If I may be perfectly candid, one thing that stood out to me during this process were the subtleties that went into the implementation of these systems that did not stand out when reading the papers themselves. Perhaps this is slightly indicative of my lack of exposure to implementation (which I am attempting to change :) My background in Machine Learning stemmed from naïve numpy implementations of Transformers and all the logic within the underlying layers during my MS. From there, upon joining the industry, I was quickly transitioned into a higher level, abstracted view involving just making calls to the LLM. I had always been obsessed with building from scratch, so I was blindsided by all the abstractions introduced by PyTorch to make my life a lot easier.

Of course, I knew that during training we introduced dropout layers to further regularize the weights and prevent overspecialization of neurons, and how we backprop the gradient from the final loss using chain rule. What was missing from those papers and lectures was that for evaluation during training, we would have to explicitly turn off dropout layers, or that PyTorch automatically calculates the gradients for every calculation performed to generate the loss - so we have to turn off this autograd in specific places during the flow of decoding (when sampling rollouts), or reshaping tensors to operate in required dimensions, or the n other minutiae related to actually implementing these systems.

Admittedly, it was slightly demoralizing when first starting the implementation process. I knew all the math behind it, why was it so hard just to figure out which of the n PyTorch functions should be used ? Initially, my ego bristled at the thought of using AI to even figure out what function to use; it felt like cheating. Eventually, I came to terms with it. If my goal was to learn how to build intricate systems, this was the best way. I resigned to using it as a supporting aide, and used it to double check implementations.

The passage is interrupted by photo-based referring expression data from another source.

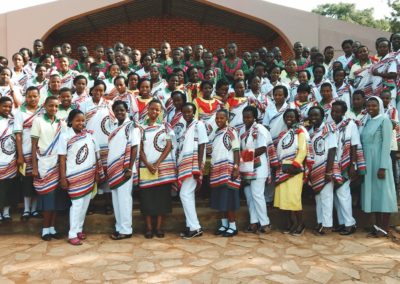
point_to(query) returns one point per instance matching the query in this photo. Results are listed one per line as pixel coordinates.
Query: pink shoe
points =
(81, 236)
(75, 241)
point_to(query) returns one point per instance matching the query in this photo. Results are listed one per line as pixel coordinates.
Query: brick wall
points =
(177, 31)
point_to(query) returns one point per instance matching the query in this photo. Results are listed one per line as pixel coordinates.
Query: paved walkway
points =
(274, 258)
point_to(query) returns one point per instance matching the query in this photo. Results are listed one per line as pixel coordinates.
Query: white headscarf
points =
(381, 107)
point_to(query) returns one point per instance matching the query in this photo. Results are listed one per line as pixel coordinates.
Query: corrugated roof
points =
(131, 11)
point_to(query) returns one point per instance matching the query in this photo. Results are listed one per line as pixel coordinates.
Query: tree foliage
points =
(348, 12)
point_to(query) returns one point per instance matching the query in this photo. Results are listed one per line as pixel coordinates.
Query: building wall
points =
(177, 31)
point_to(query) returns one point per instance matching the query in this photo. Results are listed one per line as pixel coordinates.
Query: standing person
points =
(347, 57)
(324, 172)
(45, 134)
(360, 76)
(190, 164)
(351, 164)
(7, 88)
(385, 71)
(224, 175)
(24, 117)
(257, 157)
(123, 145)
(236, 105)
(273, 118)
(295, 153)
(301, 62)
(232, 63)
(157, 170)
(100, 118)
(378, 193)
(79, 170)
(124, 95)
(8, 158)
(342, 91)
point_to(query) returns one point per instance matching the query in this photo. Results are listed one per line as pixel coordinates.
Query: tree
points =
(349, 13)
(394, 21)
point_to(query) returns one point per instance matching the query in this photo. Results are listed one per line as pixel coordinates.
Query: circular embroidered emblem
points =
(227, 141)
(8, 145)
(319, 146)
(103, 125)
(159, 141)
(82, 154)
(178, 129)
(288, 140)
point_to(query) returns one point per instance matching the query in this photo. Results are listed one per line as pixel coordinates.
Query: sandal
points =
(108, 210)
(148, 234)
(75, 241)
(160, 234)
(36, 214)
(220, 231)
(120, 236)
(252, 228)
(25, 216)
(81, 236)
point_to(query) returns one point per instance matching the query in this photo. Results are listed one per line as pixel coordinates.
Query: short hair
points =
(307, 73)
(31, 88)
(119, 102)
(347, 41)
(296, 113)
(79, 77)
(206, 82)
(221, 82)
(223, 110)
(72, 115)
(319, 66)
(182, 94)
(342, 104)
(5, 99)
(120, 77)
(319, 108)
(281, 87)
(65, 89)
(326, 84)
(304, 87)
(50, 98)
(251, 109)
(187, 104)
(359, 92)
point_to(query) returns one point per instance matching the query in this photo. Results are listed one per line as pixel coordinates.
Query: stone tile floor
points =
(273, 258)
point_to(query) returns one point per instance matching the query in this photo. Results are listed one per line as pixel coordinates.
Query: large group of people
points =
(167, 123)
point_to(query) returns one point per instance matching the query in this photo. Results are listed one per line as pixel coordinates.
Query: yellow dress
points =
(288, 193)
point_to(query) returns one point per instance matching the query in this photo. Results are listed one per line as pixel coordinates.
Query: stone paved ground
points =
(274, 258)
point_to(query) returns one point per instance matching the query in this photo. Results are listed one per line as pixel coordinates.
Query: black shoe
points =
(230, 233)
(299, 231)
(25, 216)
(348, 230)
(339, 229)
(193, 234)
(46, 237)
(220, 231)
(148, 234)
(266, 229)
(252, 228)
(184, 232)
(56, 236)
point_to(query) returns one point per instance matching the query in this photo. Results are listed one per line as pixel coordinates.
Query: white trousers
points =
(122, 203)
(187, 195)
(343, 205)
(256, 202)
(324, 205)
(77, 213)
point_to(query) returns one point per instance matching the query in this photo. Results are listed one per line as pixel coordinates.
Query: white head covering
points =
(381, 107)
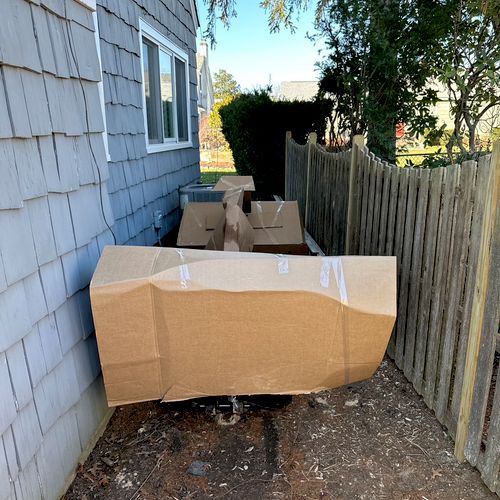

For example, I had tried implementing the cross entropy loss myself (as I didn’t know there was a PyTorch function for it …) by taking the log softmax, and using the torch.gather function to isolate the log probs of the ground truth token. After verifying my code with AI, I found that while my implementation was technically sound, it possessed a major computational inefficiency ! It stemmed from me calling on F.log_softmax(shift_logits, dim=-1), which I found out computes the log prob for every token in the vocab, thus materializing an enormous intermediate tensor of shape [batch_size, seq_len, vocab_size] in GPU memory. This was an inefficiency that the proposed solution, using -F.cross_entropy, completely avoids by using a fused CUDA kernel to compute the necessary normalization on the fly without storing the entire intermediate tensor in memory.